The library supports foreign keys described in the Table Schema specification. It means if your data package descriptor use resources[].schema.foreignKeys property for some resources a data integrity will be checked on reading operations.
Consider we have a data package:
{
"name": "foreign-keys",
"resources": [
{
"name": "teams",
"data": [
["id", "name", "city"],
["1", "Arsenal", "London"],
["2", "Real", "Madrid"],
["3", "Bayern", "Munich"]
],
"schema": {
"fields": [
{
"name": "id",
"type": "integer"
},
{
"name": "name",
"type": "string"
},
{
"name": "city",
"type": "string"
}
],
"foreignKeys": [
{
"fields": "city",
"reference": {
"resource": "cities",
"fields": "name"
}
}
]
}
},
{
"name": "cities",
"data": [
["name", "country"],
["London", "England"],
["Madrid", "Spain"]
]
}
]
}Let's check relations for a teams resource:
Package dp = new Package(DESCRIPTOR, Paths.get(""), true);
Resource teams = dp.getResource("teams");
DataPackageValidationException dpe
= Assertions.assertThrows(DataPackageValidationException.class, () -> teams.checkRelations(dp));
Assertions.assertEquals("Error reading data with relations: Foreign key validation failed: [city] -> [name]: 'Munich' not found in resource 'cities'.", dpe.getMessage());As we could see, we can read the Datapackage, but if we call teams.checkRelations(dp), there is a foreign key violation.
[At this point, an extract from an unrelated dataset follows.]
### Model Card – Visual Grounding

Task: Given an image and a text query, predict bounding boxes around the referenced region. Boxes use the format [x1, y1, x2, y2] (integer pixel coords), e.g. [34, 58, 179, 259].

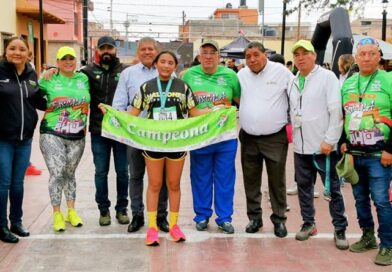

That's because our lookup table cities doesn't have a city of Munich but we have a team from there. We need to fix it in cities resource:
{
"name": "cities",
"data": [
["name", "country"],
["London", "England"],
["Madrid", "Spain"],
["Munich", "Germany"]
]
}Now, calling teams.checkRelations(dp) will no longer throw an exception.